Usually blank or distant, the artist only seems to be genuinely happy and content at the sight of his grandchildren.
“He loved children, especially babies,” Kim said. “So the moment when I turned 18, he would repeatedly ask me when was I going to marry and when will I have children. I think it’s a common question that may be frequently asked in Korea. I think he loved the purity that a child possesses when they’re young.
“As a father, he was a man of few words, but sometimes he was very strict, and we were always careful around him.”
“My perspective changed too, in how I viewed families and their relationships,” Bouillot said. “When I first met this family, I was so surprised by their quietness, and their distance. It felt cold to me. But as I filmed this documentary, I realized that it was merely an aspect of a culture that I’ve never experienced and it was thrilling for me to approach a different kind of relationship.”
Despite interviewing and filming his father for five years, Kim Tschang-yeul did not open up completely to his son, and there were still parts of his father that Kim only learned about through press interviews or other outside sources.
“I believe it was because of his manner of discretion, or his prudence,” Kim said. “I think he wouldn’t have wanted to reveal his vulnerability in front of his family or children.

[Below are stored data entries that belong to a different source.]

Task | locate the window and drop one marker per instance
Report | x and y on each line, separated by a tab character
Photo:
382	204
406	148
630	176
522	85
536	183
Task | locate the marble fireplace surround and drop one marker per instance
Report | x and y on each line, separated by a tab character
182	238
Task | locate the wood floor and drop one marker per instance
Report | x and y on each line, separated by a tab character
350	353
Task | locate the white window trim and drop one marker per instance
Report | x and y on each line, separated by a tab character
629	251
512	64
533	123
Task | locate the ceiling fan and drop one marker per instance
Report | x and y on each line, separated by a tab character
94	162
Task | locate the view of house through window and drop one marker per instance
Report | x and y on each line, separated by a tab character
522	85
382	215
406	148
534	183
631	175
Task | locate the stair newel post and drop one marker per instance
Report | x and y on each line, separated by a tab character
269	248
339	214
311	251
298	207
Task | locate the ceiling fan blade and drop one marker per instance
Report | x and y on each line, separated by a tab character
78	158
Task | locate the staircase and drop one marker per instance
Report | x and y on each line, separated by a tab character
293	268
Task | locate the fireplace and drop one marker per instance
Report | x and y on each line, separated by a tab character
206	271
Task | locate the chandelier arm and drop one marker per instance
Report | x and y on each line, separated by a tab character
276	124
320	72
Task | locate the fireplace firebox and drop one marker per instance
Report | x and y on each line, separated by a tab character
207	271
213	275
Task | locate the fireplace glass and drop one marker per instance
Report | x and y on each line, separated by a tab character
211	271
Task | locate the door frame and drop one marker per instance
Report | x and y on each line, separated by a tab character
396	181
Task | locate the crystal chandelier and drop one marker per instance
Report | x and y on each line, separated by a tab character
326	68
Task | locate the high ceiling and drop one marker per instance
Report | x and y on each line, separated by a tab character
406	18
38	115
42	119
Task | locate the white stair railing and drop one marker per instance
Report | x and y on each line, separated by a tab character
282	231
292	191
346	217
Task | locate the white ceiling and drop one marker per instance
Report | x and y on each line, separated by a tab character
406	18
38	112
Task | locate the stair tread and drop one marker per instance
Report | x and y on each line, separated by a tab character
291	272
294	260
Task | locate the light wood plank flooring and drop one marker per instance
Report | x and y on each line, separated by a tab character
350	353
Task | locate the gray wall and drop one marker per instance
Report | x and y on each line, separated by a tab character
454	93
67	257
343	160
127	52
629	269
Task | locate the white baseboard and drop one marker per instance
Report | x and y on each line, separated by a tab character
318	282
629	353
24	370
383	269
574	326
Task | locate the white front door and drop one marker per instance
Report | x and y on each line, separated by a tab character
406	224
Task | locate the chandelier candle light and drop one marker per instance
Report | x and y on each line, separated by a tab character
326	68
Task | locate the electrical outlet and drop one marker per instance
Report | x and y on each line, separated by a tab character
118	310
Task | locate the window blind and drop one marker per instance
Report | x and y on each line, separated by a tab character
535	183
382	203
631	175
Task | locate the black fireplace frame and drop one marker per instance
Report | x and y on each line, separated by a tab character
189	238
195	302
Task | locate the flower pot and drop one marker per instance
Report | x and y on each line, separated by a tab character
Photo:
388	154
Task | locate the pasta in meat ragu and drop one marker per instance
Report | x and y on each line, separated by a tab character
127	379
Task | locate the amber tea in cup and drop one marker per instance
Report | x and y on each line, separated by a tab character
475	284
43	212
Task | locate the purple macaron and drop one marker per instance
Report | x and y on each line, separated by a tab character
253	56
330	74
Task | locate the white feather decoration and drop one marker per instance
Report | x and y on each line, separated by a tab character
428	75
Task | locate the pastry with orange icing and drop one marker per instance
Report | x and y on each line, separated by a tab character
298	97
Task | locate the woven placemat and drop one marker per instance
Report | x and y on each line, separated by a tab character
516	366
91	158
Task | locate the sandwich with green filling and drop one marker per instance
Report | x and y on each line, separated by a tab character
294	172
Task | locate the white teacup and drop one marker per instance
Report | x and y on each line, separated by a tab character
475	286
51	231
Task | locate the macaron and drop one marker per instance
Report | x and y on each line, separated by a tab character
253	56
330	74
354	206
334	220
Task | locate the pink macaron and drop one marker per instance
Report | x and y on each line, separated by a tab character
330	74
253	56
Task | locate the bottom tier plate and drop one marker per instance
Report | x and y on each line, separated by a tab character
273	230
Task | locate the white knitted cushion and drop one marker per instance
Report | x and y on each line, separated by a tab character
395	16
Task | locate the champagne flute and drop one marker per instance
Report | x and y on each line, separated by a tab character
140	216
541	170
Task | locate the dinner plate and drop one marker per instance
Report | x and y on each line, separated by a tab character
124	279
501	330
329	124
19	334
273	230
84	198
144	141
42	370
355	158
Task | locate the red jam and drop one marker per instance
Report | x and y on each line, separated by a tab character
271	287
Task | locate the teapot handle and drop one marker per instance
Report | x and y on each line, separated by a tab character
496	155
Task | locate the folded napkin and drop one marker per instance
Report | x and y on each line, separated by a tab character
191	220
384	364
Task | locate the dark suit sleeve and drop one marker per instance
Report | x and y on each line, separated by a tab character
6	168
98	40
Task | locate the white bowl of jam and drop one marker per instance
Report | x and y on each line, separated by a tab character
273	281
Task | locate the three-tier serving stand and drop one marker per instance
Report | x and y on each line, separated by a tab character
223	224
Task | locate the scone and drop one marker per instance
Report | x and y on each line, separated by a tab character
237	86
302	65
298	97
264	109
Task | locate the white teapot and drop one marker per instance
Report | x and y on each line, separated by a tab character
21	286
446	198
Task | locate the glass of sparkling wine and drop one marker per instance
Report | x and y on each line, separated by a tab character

For him, it may have been easier to speak in front of strangers.”
“It’s actually funny because if Oan spent his time trying to break his father’s silence, I spent time trying to wheedle Oan out from his silence,” Bouillot said, smiling.
When the Korea JoongAng Daily asked the two directors what water drops meant to them, Kim proceeded to give an answer that was as enigmatic as his father’s.
“What I can tell you is that water drops cannot be whittled down to one meaning,” Kim said. “Imagery possesses equivocality and people continue to perceive and view art [due to this quality]. I can give out numerous explanations about what water drops mean to me, but I don’t think it’s up to me to put them on the map, to come up with a one particular meaning for them.”
“For me, water drops are about the irony between innocence and cruelty, purity and violence,” Bouillot said. “I think all of the artist’s emotions and expressions are swelling up and clashing in these drops. It’s a way of how all of humanity’s ambiguity and their expressions are clustered inside this minutely transparent surface.”
“The Man Who Paints Water Drops" is set to be released locally, but neither a distributor nor a date have been set as of yet.